Até que um dia, ela encontrou seu preferido. Para começar, a protagonista tinha o mesmo nome que ela. Emma se apaixonou pela história da outra Emma. Leu e releu o livro incontáveis vezes até que decidiu. Não era justo que uma mulher tão incrível daquelas existisse só na ficção. Não. Emma seguiria seus passos e se tornaria ela mesma a outra Emma. Acreditava que esse era seu destino e que assim tudo sairia exatamente igual e que alcançaria o final tão esperado. 

O livro começava com a outra Emma já adulta. Então, nossa pequena Emma teve que esperar um pouco e foi se preparando como pôde. Se dedicou bastante na escola já que sabia que precisaria disso para passar no vestibular e se tornar uma advogada de sucesso como sua heroína. Essa parte ela conseguiu realizar. Se formou no tempo correto na melhor faculdade da cidade. Passou no exame da OAB de primeira. 

O passo seguinte, era encontrar um homem com as características exatas. Ela deveria se casar com um cara chamado Daniel que fosse moreno, de olhos bem escuros e professor de saxofone. Essa procura demorou três anos. Mas não é que encontrou mesmo? Casaram-se num dia 27 de abril na areia da praia assim como ela sempre soube que seria. 

O capítulo seguinte de sua vida deixava Emma um pouco tensa. Mas ela não podia pulá-lo. Sabia que ele era fundamental, embora um pouco doloroso e indecoroso. Ela devia engravidar de um amigo do marido. Sorte que no livro o amigo permanecia bastante misterioso. Então, seu amante não tinha características definidas, apenas o nome. Por azar, seu marido não tinha nenhum amigo chamado Antônio. Esperou dois anos até que num jantar na sua casa, por acaso, descobriu que o melhor amigo do Daniel, chamado Carlos, era na verdade Antônio Carlos. Seguiu as instruções do livro e conseguiu seduzi-lo. Traiu o marido apenas uma noite. E engravidou.

Tudo estava saindo de acordo com o planejado, embora ela não se sentisse feliz como previa.

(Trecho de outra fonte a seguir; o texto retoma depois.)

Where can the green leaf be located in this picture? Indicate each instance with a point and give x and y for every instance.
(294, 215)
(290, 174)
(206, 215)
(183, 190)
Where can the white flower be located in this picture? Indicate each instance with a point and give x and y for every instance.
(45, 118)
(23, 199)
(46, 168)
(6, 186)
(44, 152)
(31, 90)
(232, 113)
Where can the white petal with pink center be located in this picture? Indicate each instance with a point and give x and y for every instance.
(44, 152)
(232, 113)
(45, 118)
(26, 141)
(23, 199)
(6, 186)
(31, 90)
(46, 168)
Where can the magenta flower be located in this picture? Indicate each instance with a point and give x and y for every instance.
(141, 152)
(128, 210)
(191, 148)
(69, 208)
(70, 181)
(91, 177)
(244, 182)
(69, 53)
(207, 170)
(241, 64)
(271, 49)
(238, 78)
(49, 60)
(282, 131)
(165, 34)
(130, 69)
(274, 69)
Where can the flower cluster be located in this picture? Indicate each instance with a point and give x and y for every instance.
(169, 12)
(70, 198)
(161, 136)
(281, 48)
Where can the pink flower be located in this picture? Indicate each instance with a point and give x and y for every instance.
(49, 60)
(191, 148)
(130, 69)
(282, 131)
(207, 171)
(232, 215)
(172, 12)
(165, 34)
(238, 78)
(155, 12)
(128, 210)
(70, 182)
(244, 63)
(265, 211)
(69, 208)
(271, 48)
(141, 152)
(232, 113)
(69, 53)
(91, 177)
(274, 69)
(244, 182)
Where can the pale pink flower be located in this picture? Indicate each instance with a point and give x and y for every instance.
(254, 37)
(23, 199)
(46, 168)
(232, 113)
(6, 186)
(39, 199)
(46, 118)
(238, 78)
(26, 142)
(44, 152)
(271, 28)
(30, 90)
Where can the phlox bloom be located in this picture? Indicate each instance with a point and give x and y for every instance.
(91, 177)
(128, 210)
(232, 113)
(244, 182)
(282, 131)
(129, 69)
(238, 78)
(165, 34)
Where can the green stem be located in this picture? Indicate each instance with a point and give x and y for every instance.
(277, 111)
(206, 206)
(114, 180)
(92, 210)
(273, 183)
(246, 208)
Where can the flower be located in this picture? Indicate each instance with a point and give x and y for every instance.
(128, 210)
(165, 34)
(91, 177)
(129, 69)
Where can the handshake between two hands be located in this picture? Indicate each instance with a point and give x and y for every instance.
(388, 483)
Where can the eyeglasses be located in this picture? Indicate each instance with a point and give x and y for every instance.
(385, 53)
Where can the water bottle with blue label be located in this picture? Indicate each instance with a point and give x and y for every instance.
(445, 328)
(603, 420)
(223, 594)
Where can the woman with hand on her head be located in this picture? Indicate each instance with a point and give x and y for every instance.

Sabia que o sofrimento da heroína fazia parte de todo bom livro e seguiu em frente. Com cinco meses de gravidez, aconteceu o que ela temia. Seu plano sofreu um desvio irrecuperável. O bebê que esperava não era um menino. Pode parecer um detalhe, mas invalidava toda a trama. Como ela poderia colocar no filho o mesmo nome do pai biológico e manter esse segredo se teria uma menina? 

Passou uma semana sem dormir procurando uma solução. Acabou decidindo abandonar tudo. Deixou o marido para trás, fez as malas e, mesmo com uma barriga já grande, pegou o primeiro avião. Tinha um bom dinheiro guardado. Cursou faculdade de moda, trabalhava meio período e era mãe no tempo que sobrava. Acabou abrindo uma grife de comércio apenas virtual que alcançou um tremendo sucesso e viajava o mundo com sua filha, Antônia, buscando tendências. Só contou quem era o pai dela quando Antônia já tinha 18 anos. A filha demorou 10 anos para perdoá-la. Já para o fim da vida, Emma escreveu um livro. Um livro sobre a história de uma menina que queria ser uma personagem de livro. E conseguiu.